PCI-DSS Compliance problems


#1

Hi I am trying to get PCI-DSS compliance on my site.
I have run Trustwave scanner and it has thrown up some issues that i don’t know how to solve.

Port 21 : Unencrypted Communication Channel Accessibility

Description: The service running on this port appears to make use of a plaintext (unencrypted) communication channel. The PCI DSS forbids the use of such insecure services/protocols. Unencrypted communication channels are vulnerable to the disclosure and/or modification of any data transiting through them (including usernames and passwords), and as such the confidentially and integrity of the data in transit cannot be ensured with any level of certainty.

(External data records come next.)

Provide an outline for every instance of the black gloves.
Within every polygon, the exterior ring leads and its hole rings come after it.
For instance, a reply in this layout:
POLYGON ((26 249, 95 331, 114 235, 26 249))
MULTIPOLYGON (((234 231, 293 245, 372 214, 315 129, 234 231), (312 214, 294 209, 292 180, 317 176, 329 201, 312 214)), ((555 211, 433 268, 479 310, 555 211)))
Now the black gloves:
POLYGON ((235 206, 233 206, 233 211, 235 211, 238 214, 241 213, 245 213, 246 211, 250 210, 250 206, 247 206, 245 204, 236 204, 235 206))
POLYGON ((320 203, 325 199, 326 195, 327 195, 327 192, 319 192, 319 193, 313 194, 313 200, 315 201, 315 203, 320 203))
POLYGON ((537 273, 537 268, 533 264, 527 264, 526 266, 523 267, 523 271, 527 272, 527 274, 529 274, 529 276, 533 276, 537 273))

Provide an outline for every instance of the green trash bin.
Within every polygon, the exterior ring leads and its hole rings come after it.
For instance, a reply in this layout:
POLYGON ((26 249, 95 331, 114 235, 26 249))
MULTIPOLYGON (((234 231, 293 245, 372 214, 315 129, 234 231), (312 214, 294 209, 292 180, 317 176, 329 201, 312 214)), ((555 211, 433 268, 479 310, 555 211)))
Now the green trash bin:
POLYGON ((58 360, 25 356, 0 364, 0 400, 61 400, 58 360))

Remedy: Transition to using more secure alternatives such as SSH instead of Telnet and SFTP in favor of FTP, or consider wrapping less secure services within more secure technologies by utilizing the benefits offered by VPN, SSL/TLS, or IPSec for example. Also, limit access to management protocols/services to specific IP addresses (usually accomplished via a “whitelist”) whenever possible.

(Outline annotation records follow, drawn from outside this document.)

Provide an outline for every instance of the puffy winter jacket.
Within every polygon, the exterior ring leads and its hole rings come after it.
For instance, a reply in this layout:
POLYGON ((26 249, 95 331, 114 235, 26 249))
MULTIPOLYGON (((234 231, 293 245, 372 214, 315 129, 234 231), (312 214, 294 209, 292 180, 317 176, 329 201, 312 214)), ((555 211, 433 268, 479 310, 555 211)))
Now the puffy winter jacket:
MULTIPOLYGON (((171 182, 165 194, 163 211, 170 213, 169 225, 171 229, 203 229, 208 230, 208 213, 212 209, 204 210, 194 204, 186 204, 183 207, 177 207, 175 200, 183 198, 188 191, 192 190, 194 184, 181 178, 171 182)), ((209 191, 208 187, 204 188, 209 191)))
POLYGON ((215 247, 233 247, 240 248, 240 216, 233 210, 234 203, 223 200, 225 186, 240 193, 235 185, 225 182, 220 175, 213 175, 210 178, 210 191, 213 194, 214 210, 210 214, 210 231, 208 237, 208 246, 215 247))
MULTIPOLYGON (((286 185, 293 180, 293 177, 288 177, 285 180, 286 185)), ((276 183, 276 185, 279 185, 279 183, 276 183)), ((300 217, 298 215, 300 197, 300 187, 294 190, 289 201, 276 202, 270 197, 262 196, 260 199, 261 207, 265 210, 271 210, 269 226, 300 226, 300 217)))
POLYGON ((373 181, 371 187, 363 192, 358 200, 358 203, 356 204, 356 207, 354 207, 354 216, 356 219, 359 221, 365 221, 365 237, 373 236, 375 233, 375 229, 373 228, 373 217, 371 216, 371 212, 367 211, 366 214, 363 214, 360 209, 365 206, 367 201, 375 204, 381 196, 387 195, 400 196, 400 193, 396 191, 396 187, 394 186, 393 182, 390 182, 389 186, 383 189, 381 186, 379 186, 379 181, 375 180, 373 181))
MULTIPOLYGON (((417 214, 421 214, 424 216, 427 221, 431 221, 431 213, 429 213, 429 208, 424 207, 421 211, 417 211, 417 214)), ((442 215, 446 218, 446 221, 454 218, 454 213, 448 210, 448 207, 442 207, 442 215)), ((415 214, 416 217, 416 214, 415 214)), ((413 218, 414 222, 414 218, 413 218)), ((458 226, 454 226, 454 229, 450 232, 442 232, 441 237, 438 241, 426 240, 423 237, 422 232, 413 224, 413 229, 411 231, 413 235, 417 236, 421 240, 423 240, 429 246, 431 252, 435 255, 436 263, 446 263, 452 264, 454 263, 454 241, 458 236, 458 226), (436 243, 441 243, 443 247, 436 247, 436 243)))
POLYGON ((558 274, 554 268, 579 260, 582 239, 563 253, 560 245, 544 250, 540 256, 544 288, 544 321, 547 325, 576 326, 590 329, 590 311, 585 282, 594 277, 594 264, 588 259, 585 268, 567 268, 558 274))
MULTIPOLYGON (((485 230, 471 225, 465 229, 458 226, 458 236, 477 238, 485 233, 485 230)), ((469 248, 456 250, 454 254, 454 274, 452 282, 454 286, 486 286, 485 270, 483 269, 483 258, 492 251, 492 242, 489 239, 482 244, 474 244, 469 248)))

[color=#FF0000]Now I already transitioned over to SSH and SFTP. Also Disallowed shell. Yet i still get this error.[/color]

Port 25 Unencrypted Communication Channel Accessibility

Same error as and remedy as above.

I cant find any way to disallow plain text login for mail and only use secured mail on dream host.

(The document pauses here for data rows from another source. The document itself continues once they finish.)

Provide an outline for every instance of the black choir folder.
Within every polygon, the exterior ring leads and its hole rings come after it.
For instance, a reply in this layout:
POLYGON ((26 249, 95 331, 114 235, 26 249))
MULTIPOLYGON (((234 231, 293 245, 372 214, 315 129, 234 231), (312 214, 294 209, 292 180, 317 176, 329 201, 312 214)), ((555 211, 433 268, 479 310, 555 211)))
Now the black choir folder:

Port 587 Unencrypted Communication Channel Accessibility

Same Error and Remedy as above.

Really need help, i’m really at the end of the rope here :confused:


#2

Did you check the little box to “Disallow FTP”

having shell access would not affect that.

Also, do you have secure hosting for your site? (Using an ssl cert?)


#3

Yes i have SSL running, still waiting for the signed SSL cert.

Yes i have ticked disallow FTP.

Is there anything else i have to do to secure mail? The scanner keeps complaining that i have plain text authentication with no encryption for those mail ports.